18 Count 1 (break, enter and steal and taking into account the offences of stealing from a dwelling house and larceny) requires that a minimum period of two years, six months be spent in prison. Because there will be an accumulation of sentences there should be a fixed term of imprisonment of two years six months. The other counts of break, enter and steal, except for the last count, warrant a sentence on each count of three years with a non-parole period of two years to be served concurrently with the sentence on count 1. The last count of break, enter and steal was a more serious offence and warrants a cumulative sentence of four years. There should be a non-parole period of one year six months. This will allow for a period of two and a half years on parole. That takes account of the special circumstances. It allows for the accumulation of the sentences and the need for an extended period of support and supervision for rehabilitation after release.
19 My intention is that there should be a total head sentence amounting to six years six months with a non-parole period of four years.
20 I propose the following orders:
(a) Leave to extend the time within which the application for leave to appeal may be made.
(b) Leave to appeal granted.
(c) Appeals on the break, enter and steal counts allowed. Sentences quashed.
(d) In lieu of the sentences imposed on the break, enter and steal counts, Shane William Elliott is sentenced as follows:
(i) On count 1 (the Minto property, November 1998) and taking into account the offences of steal from a dwelling and larceny, to imprisonment for a fixed term of two years six months commencing on 6 July 1999 and ending on 5 January 2002.
(ii) On the other counts of break, enter and steal (counts 2 to 8 inclusive) except the last count to imprisonment for three years starting on 6 July 1999 with a non-parole period of two years starting on that day and ending on 5 July 2001.

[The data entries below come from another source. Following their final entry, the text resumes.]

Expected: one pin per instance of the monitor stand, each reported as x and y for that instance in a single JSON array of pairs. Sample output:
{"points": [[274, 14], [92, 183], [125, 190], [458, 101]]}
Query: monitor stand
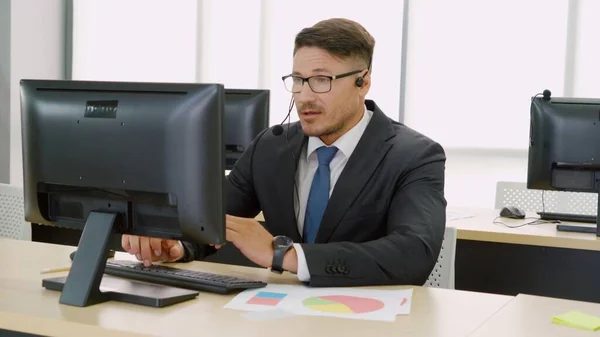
{"points": [[83, 286]]}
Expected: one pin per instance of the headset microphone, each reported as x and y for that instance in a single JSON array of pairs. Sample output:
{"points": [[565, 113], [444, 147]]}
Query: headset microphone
{"points": [[546, 94], [278, 129]]}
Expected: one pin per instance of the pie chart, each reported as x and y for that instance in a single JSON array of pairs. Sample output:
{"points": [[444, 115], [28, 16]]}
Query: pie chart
{"points": [[343, 304]]}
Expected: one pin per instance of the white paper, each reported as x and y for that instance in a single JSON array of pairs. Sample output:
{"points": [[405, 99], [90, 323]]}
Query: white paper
{"points": [[351, 303], [267, 298]]}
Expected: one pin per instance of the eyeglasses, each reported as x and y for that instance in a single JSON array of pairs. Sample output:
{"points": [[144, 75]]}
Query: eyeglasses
{"points": [[318, 84]]}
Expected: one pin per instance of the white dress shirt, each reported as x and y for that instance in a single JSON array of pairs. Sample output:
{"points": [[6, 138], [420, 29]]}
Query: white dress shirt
{"points": [[307, 166]]}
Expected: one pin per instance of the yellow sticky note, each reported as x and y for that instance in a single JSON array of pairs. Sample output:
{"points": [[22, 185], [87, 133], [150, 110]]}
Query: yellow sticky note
{"points": [[578, 320]]}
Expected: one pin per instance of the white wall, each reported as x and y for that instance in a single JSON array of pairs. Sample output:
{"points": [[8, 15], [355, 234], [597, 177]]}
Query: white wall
{"points": [[587, 51], [249, 47], [4, 91], [472, 65], [134, 40], [471, 174], [37, 51]]}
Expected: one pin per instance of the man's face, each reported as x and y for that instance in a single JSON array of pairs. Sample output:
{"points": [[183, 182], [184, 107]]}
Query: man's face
{"points": [[328, 115]]}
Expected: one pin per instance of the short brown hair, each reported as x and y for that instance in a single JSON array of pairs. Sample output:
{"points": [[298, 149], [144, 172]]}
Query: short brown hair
{"points": [[342, 38]]}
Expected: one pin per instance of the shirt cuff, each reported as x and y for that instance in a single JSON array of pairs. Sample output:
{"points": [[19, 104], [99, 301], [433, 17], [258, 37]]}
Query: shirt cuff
{"points": [[302, 273]]}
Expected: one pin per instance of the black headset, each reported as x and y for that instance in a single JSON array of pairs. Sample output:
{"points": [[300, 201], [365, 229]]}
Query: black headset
{"points": [[360, 81]]}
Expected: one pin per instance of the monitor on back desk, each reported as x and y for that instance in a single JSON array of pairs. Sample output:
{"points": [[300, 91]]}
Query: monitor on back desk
{"points": [[122, 158], [564, 151]]}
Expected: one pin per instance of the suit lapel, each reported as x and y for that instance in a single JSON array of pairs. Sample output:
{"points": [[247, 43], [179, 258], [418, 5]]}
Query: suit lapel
{"points": [[287, 168], [367, 155]]}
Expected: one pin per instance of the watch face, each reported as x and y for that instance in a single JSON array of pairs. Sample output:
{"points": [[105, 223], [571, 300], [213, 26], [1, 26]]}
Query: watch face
{"points": [[282, 242]]}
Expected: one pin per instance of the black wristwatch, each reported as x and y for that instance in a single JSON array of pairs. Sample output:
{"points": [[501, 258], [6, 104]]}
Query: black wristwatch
{"points": [[281, 244]]}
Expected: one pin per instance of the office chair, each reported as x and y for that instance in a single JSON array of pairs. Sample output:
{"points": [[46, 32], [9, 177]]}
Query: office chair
{"points": [[12, 218], [442, 275]]}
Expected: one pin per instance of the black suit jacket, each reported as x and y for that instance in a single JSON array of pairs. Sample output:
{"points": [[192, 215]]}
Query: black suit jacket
{"points": [[384, 222]]}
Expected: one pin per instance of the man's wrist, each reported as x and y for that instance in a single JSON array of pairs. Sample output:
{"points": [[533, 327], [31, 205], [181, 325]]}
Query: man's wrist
{"points": [[290, 261]]}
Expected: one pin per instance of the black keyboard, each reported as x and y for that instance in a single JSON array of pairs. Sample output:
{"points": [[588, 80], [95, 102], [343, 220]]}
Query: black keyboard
{"points": [[567, 217], [180, 278]]}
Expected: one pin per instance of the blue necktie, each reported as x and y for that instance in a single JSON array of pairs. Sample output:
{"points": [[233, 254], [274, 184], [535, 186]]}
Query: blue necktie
{"points": [[319, 194]]}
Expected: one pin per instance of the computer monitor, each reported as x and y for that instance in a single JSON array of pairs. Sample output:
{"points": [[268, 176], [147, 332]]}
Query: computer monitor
{"points": [[246, 115], [122, 158], [564, 149]]}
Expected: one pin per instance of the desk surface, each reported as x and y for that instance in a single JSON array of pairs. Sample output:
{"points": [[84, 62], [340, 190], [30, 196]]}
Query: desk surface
{"points": [[531, 316], [434, 312], [481, 227]]}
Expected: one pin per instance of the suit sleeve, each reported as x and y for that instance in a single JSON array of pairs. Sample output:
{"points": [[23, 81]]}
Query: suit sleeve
{"points": [[240, 198], [415, 230]]}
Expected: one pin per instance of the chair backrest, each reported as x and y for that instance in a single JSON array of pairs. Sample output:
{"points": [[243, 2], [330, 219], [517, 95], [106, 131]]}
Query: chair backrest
{"points": [[442, 275], [510, 193], [12, 218]]}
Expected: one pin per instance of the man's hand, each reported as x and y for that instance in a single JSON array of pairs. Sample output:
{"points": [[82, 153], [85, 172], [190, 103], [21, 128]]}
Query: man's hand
{"points": [[152, 249], [251, 238]]}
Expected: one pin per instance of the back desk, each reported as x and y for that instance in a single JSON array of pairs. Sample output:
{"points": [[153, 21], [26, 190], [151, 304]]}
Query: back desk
{"points": [[24, 303], [532, 259]]}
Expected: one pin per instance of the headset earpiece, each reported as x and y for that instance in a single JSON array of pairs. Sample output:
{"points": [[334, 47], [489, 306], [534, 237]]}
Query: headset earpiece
{"points": [[359, 82]]}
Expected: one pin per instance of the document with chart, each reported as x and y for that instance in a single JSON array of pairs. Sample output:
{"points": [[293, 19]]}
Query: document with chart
{"points": [[352, 303]]}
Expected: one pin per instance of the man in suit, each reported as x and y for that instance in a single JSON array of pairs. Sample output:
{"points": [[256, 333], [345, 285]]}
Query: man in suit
{"points": [[349, 196]]}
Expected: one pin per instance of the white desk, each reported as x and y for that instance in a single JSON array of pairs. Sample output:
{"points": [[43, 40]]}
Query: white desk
{"points": [[531, 316], [435, 312]]}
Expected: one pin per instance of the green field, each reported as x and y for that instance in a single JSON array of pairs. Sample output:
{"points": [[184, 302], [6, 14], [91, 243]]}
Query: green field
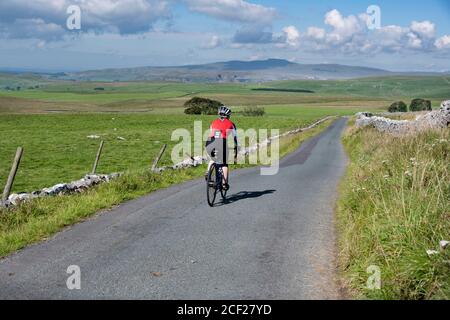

(e) Appeal against sentence for taking and driving a conveyance without consent dismissed; it being noted that it is being served concurrently with the sentence on count 1.(iii) On the last count of break, enter and steal goods to the value of $13,500 in July 1999, (count 9), to imprisonment for four years cumulative on the sentence in count 1 to start on 6 January 2002 with a non-parole period of one year six months starting that day and ending on 5 July 2003.
21 O'KEEFE J: I agree. The orders of the Court will be as proposed by Smart AJ.